- Cover of the first Japanese volume

ヒーローさんと元女幹部さん (Hero-san to Moto Onna Kanbu-san)
- Genre: Superhero, Yuri
- Written by: sometime
- Published by: Ichijinsha
- English publisher: NA: Seven Seas Entertainment;
- Magazine: Yuri Hime @ Pixiv
- Original run: October 8, 2018 – April 28, 2022
- Volumes: 5 (List of volumes)

= Superwomen in Love! Honey Trap and Rapid Rabbit =

Japanese manga series

Superwomen in Love! Honey Trap and Rapid Rabbit (ヒーローさんと元女幹部さん, Hīrō-san to Moto Onna Kanbu-san) is a Japanese yuri manga written and illustrated by sometime. Superwomen in Love! was serialized online at Yuri Hime @ Pixiv, the yuri manga magazine's official Pixiv platform. Before serialization it was published as a one-shot manga on the author's Twitter and Pixiv. It was licensed for an English-language release by Seven Seas Entertainment in 2020.

==Plot==
Antinoid, an evil organization from another dimension, seeks to destroy the Earth with its kaijin monsters, but a transformed hero known as Rapid Rabbit stands in their way. The general Honey Trap is sent to eliminate Rapid Rabbit and comes close to finishing her off, but upon seeing Rapid Rabbit's true face, she falls in love with her at first sight. Kicked out of Antinoid as a result, Honey is rescued by the girl behind Rapid Rabbit, Hayate Honjou, and decides to join her in fighting Antinoid.

==Characters==
- Hayate Honjou (本城 颯, Honjō Hayate) Rapid Rabbit (ラピッドラビット, Rapiddo Rabitto)
A girl who became a hero after picking up the R.R. Ring device that lets her transform. As Rapid Rabbit, she is able to move at high speeds.
- Honey Trap (ハニィ・トラップ, Hanii Torappu)
A former general of Antinoid who was dispatched to defeat Rapid Rabbit, but was kicked out after falling in love with Hayate at first sight. In her transformed state, she is able to create various poisons to attack her opponents.
- Melt Out (メルト・アウト, Meruto Auto)
A general of Antinoid who serves as its chief scientist, developing various devices and kaijin warriors. She is in a relationship with Kyouka.
- Kyouka Suigetsu (キョーカ・スイゲツ, Kyōka Suigetsu)
A general of Antinoid who specialises in ninja and samurai techniques.

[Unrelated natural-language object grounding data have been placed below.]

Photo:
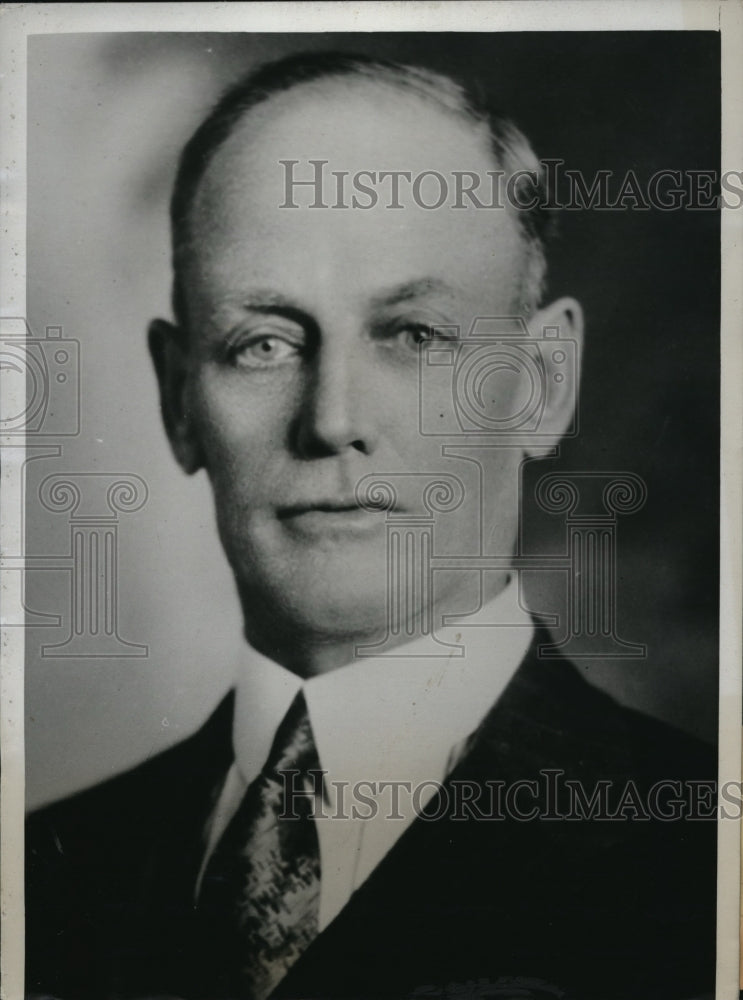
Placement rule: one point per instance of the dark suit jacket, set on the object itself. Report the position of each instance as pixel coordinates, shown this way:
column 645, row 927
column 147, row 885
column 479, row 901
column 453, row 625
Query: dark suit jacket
column 585, row 908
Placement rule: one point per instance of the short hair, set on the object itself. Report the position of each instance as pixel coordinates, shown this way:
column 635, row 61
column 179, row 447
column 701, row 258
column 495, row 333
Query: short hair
column 511, row 149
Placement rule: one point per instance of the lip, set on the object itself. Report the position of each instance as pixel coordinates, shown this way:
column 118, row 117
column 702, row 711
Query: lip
column 330, row 517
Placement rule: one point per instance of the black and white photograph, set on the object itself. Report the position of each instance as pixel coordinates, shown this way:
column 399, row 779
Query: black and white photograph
column 366, row 479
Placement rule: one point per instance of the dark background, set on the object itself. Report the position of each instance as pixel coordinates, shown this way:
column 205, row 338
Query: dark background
column 108, row 115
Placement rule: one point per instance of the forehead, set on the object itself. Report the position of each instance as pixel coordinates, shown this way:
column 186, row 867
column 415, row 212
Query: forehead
column 243, row 232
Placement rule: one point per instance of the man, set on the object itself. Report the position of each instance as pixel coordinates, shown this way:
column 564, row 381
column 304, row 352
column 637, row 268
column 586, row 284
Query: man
column 240, row 863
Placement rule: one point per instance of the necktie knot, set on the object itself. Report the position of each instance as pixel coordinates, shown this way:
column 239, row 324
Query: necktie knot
column 261, row 889
column 293, row 747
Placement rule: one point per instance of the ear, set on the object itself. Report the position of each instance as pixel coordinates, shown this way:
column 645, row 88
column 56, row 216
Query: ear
column 169, row 351
column 558, row 327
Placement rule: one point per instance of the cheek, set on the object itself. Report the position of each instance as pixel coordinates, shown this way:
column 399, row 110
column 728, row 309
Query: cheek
column 237, row 426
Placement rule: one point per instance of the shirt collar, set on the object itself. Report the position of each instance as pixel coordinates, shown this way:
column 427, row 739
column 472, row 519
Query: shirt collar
column 387, row 717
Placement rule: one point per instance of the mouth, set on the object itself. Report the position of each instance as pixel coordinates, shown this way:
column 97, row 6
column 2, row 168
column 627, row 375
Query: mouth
column 329, row 517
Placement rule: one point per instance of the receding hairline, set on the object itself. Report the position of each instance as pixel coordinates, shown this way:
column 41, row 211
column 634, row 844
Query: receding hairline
column 502, row 141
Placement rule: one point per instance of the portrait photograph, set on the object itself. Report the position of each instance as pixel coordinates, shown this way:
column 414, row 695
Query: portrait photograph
column 364, row 468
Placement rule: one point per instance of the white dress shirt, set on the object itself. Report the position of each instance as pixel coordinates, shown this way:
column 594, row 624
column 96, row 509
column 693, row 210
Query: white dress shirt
column 400, row 718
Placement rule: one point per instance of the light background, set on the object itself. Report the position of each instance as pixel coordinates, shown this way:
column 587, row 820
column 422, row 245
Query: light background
column 107, row 117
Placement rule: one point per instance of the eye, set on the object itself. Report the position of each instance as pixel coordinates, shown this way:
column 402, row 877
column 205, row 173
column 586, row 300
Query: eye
column 264, row 350
column 415, row 335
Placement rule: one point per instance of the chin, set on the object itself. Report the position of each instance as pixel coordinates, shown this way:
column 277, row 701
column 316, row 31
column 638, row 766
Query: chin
column 327, row 598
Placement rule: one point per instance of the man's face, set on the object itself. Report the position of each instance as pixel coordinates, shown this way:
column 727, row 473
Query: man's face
column 304, row 332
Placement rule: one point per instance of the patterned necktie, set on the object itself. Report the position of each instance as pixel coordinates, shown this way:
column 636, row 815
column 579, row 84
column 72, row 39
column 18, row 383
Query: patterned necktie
column 260, row 894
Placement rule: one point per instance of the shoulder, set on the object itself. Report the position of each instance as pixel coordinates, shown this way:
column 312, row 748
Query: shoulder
column 552, row 715
column 132, row 806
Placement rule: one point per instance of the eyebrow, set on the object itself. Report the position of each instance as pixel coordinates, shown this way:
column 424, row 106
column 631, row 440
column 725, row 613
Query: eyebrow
column 267, row 300
column 412, row 290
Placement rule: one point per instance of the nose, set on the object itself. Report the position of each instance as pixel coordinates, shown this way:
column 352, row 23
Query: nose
column 336, row 414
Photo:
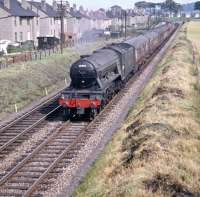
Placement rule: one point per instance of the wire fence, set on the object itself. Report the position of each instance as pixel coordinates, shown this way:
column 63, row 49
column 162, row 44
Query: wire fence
column 8, row 60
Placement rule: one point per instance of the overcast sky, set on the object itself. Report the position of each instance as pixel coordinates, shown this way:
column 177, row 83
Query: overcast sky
column 95, row 4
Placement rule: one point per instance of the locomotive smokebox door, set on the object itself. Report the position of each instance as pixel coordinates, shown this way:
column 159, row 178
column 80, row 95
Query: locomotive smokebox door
column 80, row 111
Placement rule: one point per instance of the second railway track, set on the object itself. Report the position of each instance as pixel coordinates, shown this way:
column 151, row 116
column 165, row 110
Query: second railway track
column 19, row 130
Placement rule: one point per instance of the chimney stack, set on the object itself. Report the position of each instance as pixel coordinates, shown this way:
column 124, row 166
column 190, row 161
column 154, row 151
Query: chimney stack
column 6, row 3
column 55, row 6
column 43, row 4
column 74, row 7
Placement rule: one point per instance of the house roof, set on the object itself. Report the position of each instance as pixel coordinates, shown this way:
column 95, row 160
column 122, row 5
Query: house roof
column 49, row 11
column 116, row 6
column 17, row 10
column 75, row 14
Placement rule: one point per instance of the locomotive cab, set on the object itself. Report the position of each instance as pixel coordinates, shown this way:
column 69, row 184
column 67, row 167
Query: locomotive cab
column 83, row 75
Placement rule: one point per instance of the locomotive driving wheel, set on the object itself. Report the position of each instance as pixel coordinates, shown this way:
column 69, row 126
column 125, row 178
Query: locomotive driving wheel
column 93, row 113
column 66, row 114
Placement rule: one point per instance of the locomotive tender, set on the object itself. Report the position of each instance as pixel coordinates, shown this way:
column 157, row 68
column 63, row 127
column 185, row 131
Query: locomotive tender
column 96, row 78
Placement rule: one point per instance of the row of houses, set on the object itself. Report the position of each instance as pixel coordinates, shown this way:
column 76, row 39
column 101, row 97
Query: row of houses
column 22, row 20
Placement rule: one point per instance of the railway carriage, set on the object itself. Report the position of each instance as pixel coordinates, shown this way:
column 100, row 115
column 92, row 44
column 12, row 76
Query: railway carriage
column 96, row 78
column 140, row 46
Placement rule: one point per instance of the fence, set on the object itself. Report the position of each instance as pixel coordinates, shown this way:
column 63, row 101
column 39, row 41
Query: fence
column 39, row 54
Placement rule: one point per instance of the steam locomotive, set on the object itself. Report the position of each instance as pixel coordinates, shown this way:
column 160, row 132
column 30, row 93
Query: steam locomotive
column 96, row 78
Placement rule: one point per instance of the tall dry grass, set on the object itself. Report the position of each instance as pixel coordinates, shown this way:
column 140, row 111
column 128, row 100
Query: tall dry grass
column 157, row 151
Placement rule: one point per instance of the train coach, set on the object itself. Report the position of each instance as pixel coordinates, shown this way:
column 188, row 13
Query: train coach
column 96, row 78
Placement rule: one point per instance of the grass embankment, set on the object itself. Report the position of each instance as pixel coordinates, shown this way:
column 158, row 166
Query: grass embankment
column 26, row 82
column 157, row 151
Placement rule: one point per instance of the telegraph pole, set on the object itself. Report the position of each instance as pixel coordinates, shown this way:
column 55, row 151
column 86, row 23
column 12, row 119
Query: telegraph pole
column 125, row 24
column 62, row 13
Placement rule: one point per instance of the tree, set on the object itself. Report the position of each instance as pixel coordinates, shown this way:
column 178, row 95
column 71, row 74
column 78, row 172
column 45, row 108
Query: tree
column 171, row 6
column 197, row 5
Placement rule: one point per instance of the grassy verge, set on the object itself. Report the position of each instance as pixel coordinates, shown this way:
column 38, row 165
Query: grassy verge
column 157, row 151
column 23, row 83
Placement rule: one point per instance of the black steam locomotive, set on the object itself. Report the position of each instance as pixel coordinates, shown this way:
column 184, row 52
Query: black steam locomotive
column 96, row 78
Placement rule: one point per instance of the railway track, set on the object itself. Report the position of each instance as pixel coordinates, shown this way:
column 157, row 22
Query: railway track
column 55, row 151
column 39, row 169
column 19, row 130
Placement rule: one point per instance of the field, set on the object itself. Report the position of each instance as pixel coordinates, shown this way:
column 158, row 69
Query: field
column 23, row 83
column 157, row 151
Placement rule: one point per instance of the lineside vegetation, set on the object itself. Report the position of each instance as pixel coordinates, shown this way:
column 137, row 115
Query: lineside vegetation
column 157, row 151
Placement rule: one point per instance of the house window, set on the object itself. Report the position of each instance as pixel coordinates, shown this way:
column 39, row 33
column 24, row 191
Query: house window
column 20, row 21
column 21, row 36
column 15, row 21
column 15, row 36
column 28, row 21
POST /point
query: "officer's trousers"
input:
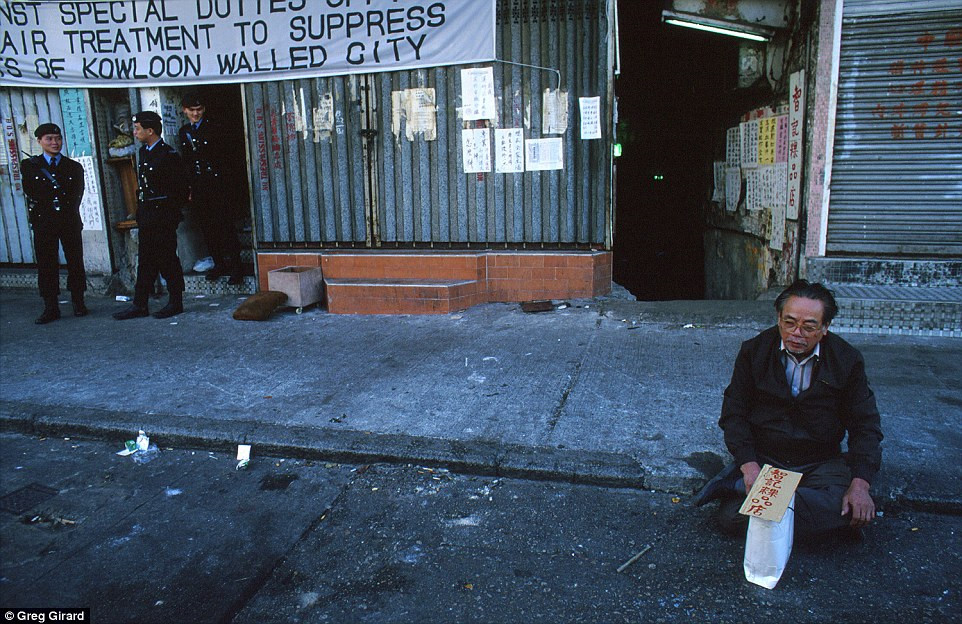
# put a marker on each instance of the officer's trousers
(48, 234)
(157, 254)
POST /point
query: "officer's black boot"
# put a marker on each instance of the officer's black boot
(217, 272)
(51, 311)
(236, 271)
(79, 307)
(175, 305)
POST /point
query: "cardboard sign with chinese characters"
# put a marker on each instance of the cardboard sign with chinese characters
(771, 493)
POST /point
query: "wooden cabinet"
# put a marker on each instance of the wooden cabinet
(127, 172)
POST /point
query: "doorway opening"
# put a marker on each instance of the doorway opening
(677, 91)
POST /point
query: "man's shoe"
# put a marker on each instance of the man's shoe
(80, 309)
(721, 485)
(169, 310)
(131, 312)
(48, 315)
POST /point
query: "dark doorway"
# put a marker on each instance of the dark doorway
(674, 96)
(225, 106)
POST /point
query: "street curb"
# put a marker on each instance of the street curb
(475, 457)
(480, 457)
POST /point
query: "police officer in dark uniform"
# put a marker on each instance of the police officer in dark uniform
(162, 194)
(204, 158)
(54, 186)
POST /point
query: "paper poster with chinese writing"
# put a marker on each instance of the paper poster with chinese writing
(718, 167)
(554, 113)
(590, 117)
(90, 209)
(417, 108)
(509, 150)
(781, 185)
(733, 147)
(544, 154)
(776, 228)
(781, 138)
(477, 94)
(750, 144)
(733, 188)
(771, 493)
(73, 107)
(766, 186)
(766, 141)
(476, 150)
(796, 119)
(751, 190)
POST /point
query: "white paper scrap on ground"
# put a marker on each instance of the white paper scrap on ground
(768, 545)
(544, 154)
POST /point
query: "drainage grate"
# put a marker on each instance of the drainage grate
(19, 501)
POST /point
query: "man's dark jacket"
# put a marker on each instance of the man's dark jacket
(760, 416)
(163, 187)
(41, 189)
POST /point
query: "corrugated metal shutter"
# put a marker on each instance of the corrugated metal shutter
(21, 111)
(307, 185)
(378, 188)
(897, 168)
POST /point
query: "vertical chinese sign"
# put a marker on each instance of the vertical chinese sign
(796, 120)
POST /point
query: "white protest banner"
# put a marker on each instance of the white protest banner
(174, 42)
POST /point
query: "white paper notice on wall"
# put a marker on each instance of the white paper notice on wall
(554, 112)
(796, 119)
(476, 150)
(750, 144)
(751, 190)
(781, 185)
(544, 154)
(90, 209)
(766, 186)
(323, 117)
(718, 195)
(509, 150)
(733, 188)
(590, 117)
(417, 108)
(477, 94)
(733, 147)
(777, 228)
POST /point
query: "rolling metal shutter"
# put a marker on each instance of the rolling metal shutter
(897, 169)
(360, 185)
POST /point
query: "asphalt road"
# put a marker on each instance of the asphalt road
(185, 537)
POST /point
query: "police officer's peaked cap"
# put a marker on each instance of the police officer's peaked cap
(191, 99)
(149, 119)
(47, 128)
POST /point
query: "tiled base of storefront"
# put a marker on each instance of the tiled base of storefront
(442, 282)
(890, 296)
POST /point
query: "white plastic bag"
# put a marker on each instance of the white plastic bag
(768, 546)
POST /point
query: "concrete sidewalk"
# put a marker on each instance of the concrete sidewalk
(608, 391)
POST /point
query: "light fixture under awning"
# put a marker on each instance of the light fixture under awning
(752, 32)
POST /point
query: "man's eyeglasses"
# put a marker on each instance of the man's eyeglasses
(790, 325)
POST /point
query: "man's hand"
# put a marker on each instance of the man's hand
(859, 502)
(750, 472)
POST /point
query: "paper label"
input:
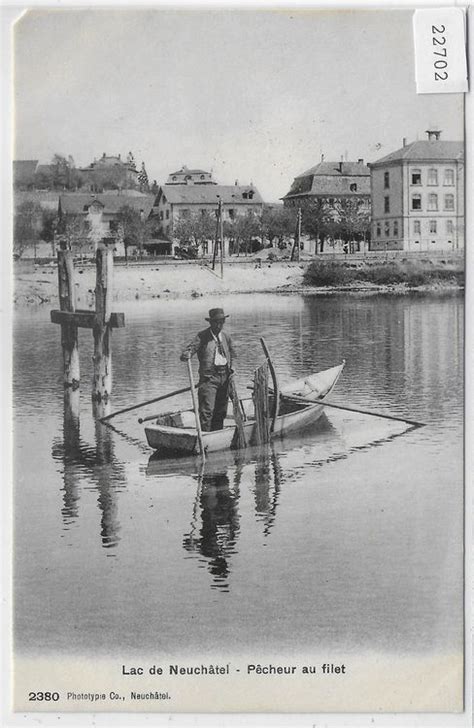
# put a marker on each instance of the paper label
(440, 50)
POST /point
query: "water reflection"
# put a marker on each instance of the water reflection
(266, 488)
(99, 463)
(215, 523)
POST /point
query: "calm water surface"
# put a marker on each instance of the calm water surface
(348, 536)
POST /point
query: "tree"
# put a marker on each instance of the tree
(317, 219)
(195, 229)
(130, 228)
(278, 222)
(72, 231)
(49, 223)
(26, 227)
(242, 232)
(353, 222)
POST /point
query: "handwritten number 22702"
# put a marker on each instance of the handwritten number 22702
(440, 51)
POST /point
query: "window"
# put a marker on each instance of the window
(448, 177)
(449, 202)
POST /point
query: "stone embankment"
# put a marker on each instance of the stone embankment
(37, 284)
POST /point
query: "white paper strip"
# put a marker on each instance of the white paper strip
(440, 50)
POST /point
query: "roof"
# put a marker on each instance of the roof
(75, 202)
(185, 170)
(332, 179)
(208, 194)
(24, 171)
(337, 169)
(428, 150)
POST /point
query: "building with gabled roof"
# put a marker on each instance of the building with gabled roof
(181, 201)
(99, 212)
(186, 176)
(329, 181)
(418, 196)
(110, 172)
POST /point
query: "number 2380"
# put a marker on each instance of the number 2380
(39, 696)
(439, 42)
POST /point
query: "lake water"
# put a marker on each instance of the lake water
(348, 536)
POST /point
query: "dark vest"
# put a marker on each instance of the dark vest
(207, 351)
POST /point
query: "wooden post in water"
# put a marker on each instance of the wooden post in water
(102, 378)
(67, 302)
(101, 321)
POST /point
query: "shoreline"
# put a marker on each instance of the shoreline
(37, 285)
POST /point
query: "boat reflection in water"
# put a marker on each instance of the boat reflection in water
(216, 523)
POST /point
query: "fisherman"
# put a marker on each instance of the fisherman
(215, 353)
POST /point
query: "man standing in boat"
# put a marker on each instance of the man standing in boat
(215, 353)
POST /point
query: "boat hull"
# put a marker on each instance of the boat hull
(175, 432)
(185, 441)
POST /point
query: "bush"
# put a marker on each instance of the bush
(320, 273)
(413, 273)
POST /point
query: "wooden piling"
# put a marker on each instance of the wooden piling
(67, 302)
(102, 330)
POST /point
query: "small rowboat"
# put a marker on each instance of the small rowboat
(175, 432)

Originally sent to Earth for recon, she ended up becoming an otaku and speaks like an old-fashioned samurai. She is in a relationship with Melt Out.
- Cool Down (クール・ダウン, Kūru Daun)
A general of Antinoid who can utilise freezing techniques. She is obsessed with yuri and always carries around a yuri book.
- X
The leader of Antinoid who, despite firing Honey, has feelings for her. She is able to transform into a form similar to Rapid Rabbit's.
- Hina Fujigami (藤上 陽菜, Fujigami Hina) Orb Owl (オーブアウル, Ōbu Auru)
A young girl who is very attached to her big sister Makoto. Similar to Hayate, she also finds a device that lets her transform into the hero Orb Owl, who uses projectile attacks.
- Makoto Fujigami (藤上 真琴, Fujigami Makoto)
Hina's older sister, who is very protective of her little sister.
- Moe Mitsuki (美月萌絵, Mitsuki Moe) Reboot Rabbit (リブートラビット)
Melt and Kyouka's manufactured daughter, who believes herself to be a hero fighting with Antinoid as a team of justice. She can transform into Reboot Rabbit, which has various forms.

==Publication==

| No. | Original release date | Original ISBN | English release date | English ISBN |
|---|---|---|---|---|
| 1 | March 18, 2019 | 9784758079181 | April 20, 2021 | 978-1-64827-109-0 |
| 2 | December 18, 2019 | 9784758020664 | August 17, 2021 | 978-1-64827-270-7 |
| 3 | September 18, 2020 | 9784758021586 | December 7, 2021 | 978-1-64827-370-4 |
| 4 | June 30, 2021 | 9784758022644 | July 5, 2022 | 978-1-63858-259-5 |
| 5 | August 18, 2022 | 9784758024495 | June 27, 2023 | 978-1-63858-722-4 |

==Reception==
Erica Friedman of Yuricon praised the series for being "a light-hearted romp in the tropes of Japanese costumed superhero television shows. It requires little knowledge or commitment but is a lot of fun." It was also noted that the lettering in the English release was superlative and the translation led to an authentic reading experience.